Are You Digesting Fake Food News? This Class Teaches Students How to Spot the Facts
What do veggies at the grocery store have to do with misinformation on social media?
More than you might think.
The relationship between food production and misinformation is explored in a general education class called Plants, Food, and Biotechnology (AEPS 329).
Horticulture and crop science professor Jeff Wong has been teaching a version of this class since 2005, where students learn about crop production and the role of genetic engineering. He was inspired to create the class because of the outcry against GMOs, and how many people seemed to misunderstand the facts and science of agricultural food production and genetic engineering.
“As time has gone on, one of the things I’ve recognized is that people don’t just not understand genetic engineering, they don’t understand where their food comes from,” Wong said.
He noticed that some students came into the class with preconceived beliefs about the harmfulness of genetically modified foods — sometimes taken from misleading or false information on the internet — and it was difficult to convince them of the truth.
This quarter, Wong has added a co-teacher: Journalism Department lecturer Kim Bisheff, who specializes in how misinformation spreads online.
“We had a chance meeting one day and we were talking about what we taught, and there was a lot of overlap in what we were talking about,” Wong said, explaining how they decided to teach the class together. “It seemed like it could be a really good combination of information to allow students to understand how they developed their beliefs in food.”
They decided to join forces on the class, feeling that Bisheff’s expertise could add a fresh dynamic — and hopefully get students to think more critically about the information they consume about their food.
“We felt it would be a great way to combine both our areas of expertise in a way that would be interesting to a broader audience,” Bisheff said. “An important part of learning about where our food comes from is learning how to find reliable information about where our food comes from.”

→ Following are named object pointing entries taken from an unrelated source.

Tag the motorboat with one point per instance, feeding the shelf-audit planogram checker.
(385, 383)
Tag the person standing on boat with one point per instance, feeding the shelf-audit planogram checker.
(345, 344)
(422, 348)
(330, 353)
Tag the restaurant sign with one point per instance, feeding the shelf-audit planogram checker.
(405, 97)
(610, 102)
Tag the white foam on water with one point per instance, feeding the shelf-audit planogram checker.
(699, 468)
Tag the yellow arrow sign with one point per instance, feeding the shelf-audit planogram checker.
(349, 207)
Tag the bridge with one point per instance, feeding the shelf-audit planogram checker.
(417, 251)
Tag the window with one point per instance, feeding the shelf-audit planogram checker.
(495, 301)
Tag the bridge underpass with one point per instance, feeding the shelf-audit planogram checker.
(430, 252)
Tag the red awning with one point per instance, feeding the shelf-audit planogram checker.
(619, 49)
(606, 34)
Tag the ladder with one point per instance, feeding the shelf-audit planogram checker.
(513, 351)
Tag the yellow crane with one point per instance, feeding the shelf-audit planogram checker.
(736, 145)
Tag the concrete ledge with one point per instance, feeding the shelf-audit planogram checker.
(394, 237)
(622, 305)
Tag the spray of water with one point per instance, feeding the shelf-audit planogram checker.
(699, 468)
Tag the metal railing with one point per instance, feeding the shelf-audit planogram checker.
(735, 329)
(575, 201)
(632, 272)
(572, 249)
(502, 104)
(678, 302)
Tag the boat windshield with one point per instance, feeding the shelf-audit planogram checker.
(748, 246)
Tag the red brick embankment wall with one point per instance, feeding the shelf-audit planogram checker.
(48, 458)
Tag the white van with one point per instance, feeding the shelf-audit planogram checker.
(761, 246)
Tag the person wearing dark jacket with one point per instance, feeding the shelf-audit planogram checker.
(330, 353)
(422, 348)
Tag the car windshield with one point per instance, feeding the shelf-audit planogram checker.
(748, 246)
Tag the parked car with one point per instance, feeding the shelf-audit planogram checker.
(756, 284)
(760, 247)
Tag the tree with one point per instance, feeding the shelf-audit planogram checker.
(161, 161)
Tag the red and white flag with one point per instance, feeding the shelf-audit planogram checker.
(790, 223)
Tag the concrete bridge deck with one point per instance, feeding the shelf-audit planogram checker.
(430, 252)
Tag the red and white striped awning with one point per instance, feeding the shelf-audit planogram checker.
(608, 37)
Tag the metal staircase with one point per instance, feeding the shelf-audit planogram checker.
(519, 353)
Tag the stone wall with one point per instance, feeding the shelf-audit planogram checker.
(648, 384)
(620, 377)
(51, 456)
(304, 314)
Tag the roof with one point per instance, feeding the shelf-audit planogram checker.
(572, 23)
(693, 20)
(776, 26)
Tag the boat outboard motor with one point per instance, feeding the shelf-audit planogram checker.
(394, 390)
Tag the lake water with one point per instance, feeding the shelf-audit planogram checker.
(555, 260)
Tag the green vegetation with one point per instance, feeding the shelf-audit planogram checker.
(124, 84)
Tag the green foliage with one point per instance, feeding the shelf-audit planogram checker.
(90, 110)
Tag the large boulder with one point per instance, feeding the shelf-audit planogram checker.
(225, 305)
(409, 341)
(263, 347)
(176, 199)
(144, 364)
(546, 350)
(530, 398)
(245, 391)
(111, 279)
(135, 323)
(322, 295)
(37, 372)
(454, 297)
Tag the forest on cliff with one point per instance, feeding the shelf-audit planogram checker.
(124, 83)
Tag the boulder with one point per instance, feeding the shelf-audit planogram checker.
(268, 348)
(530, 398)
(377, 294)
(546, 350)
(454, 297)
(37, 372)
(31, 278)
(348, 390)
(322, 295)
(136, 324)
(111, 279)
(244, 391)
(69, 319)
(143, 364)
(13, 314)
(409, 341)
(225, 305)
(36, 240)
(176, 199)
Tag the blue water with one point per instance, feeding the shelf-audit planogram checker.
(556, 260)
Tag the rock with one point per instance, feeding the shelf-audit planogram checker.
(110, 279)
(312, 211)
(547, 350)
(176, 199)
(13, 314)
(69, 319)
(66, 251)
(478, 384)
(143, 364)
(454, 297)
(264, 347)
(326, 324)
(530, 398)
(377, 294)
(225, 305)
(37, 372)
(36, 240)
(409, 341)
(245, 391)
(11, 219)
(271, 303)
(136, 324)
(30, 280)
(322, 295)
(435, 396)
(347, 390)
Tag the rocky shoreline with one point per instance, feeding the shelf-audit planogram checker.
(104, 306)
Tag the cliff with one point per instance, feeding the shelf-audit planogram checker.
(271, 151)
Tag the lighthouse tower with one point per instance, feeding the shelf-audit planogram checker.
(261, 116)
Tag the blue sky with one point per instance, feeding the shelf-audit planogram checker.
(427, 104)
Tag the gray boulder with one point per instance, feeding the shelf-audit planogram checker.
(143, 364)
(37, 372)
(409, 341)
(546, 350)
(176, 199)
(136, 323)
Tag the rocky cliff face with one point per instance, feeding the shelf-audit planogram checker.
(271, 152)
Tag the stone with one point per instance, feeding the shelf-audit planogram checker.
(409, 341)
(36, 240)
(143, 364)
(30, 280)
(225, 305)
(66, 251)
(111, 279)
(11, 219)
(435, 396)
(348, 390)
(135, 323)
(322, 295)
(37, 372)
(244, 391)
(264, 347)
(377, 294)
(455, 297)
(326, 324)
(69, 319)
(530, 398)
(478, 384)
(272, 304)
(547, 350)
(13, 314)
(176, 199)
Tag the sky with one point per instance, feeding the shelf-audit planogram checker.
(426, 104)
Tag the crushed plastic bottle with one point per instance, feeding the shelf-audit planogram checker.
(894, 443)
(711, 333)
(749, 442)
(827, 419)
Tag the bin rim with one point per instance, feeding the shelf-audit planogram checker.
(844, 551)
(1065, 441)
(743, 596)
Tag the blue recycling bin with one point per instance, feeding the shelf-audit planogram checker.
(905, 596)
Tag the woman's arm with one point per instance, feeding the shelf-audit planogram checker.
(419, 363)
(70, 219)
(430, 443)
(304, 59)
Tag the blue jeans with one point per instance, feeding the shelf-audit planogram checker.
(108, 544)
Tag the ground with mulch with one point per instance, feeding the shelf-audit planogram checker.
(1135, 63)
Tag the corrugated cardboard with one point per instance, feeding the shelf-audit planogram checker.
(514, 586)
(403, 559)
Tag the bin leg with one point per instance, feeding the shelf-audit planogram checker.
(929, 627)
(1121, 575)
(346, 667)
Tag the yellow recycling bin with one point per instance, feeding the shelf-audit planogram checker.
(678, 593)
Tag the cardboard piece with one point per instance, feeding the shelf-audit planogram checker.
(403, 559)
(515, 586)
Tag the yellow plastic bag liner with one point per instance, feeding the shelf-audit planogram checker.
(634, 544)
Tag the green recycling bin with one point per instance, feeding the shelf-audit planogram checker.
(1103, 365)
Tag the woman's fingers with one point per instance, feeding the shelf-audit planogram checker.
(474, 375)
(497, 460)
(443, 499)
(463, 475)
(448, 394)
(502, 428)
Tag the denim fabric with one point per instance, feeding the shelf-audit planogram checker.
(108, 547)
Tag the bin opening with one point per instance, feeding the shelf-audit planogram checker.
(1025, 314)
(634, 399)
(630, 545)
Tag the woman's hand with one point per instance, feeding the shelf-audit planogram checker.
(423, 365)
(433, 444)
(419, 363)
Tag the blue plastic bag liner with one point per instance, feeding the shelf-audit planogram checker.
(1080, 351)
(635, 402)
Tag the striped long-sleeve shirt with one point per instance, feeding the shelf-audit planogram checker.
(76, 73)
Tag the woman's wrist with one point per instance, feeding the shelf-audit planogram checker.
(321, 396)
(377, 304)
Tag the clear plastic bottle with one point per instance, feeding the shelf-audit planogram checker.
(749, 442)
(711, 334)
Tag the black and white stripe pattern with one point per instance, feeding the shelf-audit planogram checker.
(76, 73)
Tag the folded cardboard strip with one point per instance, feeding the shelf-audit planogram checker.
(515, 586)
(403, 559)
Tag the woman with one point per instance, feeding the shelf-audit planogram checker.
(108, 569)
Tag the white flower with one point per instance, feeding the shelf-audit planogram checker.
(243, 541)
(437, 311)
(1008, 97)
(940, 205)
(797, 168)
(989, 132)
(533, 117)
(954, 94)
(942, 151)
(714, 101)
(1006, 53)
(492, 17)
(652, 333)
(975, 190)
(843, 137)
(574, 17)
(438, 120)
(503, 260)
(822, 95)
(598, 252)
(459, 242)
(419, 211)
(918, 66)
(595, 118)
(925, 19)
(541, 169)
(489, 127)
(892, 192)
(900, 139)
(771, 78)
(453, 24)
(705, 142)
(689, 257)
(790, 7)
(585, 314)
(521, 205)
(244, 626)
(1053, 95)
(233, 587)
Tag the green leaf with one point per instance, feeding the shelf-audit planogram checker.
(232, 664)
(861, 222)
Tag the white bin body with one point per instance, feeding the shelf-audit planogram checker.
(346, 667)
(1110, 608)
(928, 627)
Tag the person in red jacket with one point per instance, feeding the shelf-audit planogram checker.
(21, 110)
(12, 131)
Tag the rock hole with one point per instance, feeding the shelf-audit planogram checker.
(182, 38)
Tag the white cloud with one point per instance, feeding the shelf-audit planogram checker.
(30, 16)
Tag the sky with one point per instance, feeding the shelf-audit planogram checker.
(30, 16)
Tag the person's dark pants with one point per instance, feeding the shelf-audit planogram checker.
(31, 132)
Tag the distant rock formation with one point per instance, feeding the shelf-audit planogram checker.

Some activities in the class involve virtual field trips, where Wong takes a GoPro out to a farm and either explain or have his contact explain the process the crop goes through before it ends up at the grocery store. Bisheff asks the students to come up with questions they’d ask the host of the field trip, trying to get them to think critically about the information they’re given.
“I want to help non-journalists understand what it looks like when a trained journalist goes through the steps of reporting a story responsibly,” Bisheff said. “I want to walk them through the steps a professional journalist would take: asking questions and synthesizing answers and deciding how to present the narrative. Hopefully, at the end of that process, they’ll have a better understanding of what real news looks like and how they as consumers can vet the information that comes to them about food and the world.”
Erin Jeffs, a fourth-year animal science major, said the class has challenged her in new ways.
“It’s made me analyze literature in a way I haven’t before,” Jeffs said. “I’ve never analyzed something in terms of, ‘Is this a good piece of journalism?’ and that’s a new skill I’ve cultivated.”
She also said she appreciates the interdisciplinary nature of the class.
“I like that they’ve combined the two subjects and approached a big issue in agriculture, which is that scientists say one thing and the general public doesn’t understand it, or it’s conveyed in a way that is not accessible to people,” Jeffs said. “There’s so much value in knowing how my food is made and cultivating that connection with food is really important.”